What Kenneth Branagh has done with Murder on the Orient Express is make the kind of movie we really don’t see anymore, which is a weird thing to say about a movie that’s also a remake. But there are no superheroes (not that Branagh is a stranger to that, after directing the first Thor) and very little traditional action. The film adapts Agatha Christie’s 1934 book and, filmed in 70 mm, makes it feel grand. By going back, it feels unique.
I met Branagh at an office building, in a very large conference room, in Midtown Manhattan. He’s had a busy year, not only directing and starring as Hercule Poirot in Murder on the Orient Express, but also starring in Christopher Nolan’s Dunkirk. (Who Branagh refers to as “the master” when it comes to filmmaking). And, yes, the two talked a lot about directing and the use of film over digital; Branagh shares some of their conversations ahead.

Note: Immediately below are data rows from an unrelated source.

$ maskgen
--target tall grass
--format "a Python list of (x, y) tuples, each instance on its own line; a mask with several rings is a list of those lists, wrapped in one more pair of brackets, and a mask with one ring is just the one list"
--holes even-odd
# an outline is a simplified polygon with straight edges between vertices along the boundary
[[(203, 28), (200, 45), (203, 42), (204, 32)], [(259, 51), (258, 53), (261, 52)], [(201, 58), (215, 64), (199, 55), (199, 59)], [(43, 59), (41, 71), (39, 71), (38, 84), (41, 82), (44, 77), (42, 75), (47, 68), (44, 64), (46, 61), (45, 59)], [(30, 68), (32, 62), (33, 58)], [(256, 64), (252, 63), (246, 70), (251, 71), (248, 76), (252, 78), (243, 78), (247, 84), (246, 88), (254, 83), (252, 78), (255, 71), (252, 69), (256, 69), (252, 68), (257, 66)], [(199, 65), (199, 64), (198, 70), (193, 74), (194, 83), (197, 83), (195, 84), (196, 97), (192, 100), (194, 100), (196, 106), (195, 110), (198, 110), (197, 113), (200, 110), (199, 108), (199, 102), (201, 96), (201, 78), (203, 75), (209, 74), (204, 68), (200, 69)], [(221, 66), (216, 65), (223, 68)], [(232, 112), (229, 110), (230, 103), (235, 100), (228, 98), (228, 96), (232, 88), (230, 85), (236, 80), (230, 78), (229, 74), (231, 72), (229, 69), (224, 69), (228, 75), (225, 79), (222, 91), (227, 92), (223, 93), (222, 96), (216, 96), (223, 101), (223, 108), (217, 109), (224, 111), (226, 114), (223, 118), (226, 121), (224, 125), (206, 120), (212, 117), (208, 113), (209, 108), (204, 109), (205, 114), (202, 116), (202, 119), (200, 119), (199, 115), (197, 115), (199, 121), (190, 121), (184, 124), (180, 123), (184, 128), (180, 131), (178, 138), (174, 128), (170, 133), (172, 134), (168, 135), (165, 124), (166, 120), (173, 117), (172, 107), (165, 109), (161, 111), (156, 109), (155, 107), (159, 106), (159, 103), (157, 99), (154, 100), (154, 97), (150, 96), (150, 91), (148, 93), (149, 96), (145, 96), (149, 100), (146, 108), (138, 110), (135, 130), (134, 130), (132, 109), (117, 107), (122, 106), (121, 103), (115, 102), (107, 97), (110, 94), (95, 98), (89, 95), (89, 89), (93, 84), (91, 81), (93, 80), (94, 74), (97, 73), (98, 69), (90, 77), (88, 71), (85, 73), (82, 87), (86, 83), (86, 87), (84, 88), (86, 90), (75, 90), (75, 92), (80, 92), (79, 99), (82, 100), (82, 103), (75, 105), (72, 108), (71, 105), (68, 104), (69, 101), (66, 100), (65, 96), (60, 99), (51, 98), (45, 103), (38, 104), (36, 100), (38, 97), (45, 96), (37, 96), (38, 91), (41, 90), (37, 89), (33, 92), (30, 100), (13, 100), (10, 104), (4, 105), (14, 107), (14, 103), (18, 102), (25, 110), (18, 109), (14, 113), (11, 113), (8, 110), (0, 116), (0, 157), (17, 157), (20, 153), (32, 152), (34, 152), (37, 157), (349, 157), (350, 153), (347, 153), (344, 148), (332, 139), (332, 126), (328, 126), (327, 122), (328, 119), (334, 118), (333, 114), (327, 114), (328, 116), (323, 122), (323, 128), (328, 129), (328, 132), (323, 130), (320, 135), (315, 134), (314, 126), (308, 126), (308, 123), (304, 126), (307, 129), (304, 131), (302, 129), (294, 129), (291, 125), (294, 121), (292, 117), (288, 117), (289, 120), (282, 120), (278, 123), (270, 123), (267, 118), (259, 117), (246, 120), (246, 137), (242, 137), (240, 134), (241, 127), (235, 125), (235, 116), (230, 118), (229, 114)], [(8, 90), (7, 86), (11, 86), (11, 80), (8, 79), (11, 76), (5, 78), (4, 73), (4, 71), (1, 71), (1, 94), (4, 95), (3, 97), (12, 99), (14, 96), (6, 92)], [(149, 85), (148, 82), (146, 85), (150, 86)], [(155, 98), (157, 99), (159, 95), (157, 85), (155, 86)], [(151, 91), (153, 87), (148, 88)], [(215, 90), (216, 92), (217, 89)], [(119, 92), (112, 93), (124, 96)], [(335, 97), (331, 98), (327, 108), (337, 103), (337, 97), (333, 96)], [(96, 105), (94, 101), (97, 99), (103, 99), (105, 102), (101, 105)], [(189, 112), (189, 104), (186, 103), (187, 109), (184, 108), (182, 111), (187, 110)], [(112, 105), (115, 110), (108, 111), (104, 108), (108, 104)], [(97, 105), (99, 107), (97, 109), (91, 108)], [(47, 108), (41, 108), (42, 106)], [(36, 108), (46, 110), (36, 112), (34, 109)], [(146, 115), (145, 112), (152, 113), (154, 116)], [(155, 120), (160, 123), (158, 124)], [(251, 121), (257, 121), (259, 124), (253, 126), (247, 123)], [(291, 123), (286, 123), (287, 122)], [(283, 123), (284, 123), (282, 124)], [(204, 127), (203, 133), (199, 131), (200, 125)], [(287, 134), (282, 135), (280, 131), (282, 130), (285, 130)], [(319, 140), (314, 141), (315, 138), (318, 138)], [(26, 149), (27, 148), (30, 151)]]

Branagh also shares some stories about directing the first Thor film. He’s incredibly excited to see the third chapter, but remembers a time when nerves were on edge, because if Thor hadn’t worked, it could have threatened the whole idea of the MCU.
So where should I sit?
You can be the chairman of the board.
No, I believe you’re the chairman…
We’re joint chairmen.
I cannot take any of your chairmanship.
Stop it. You’re on.
It’s weird to say because it’s a remake, but I haven’t watched a movie like this in a theater in some time. Does that make sense?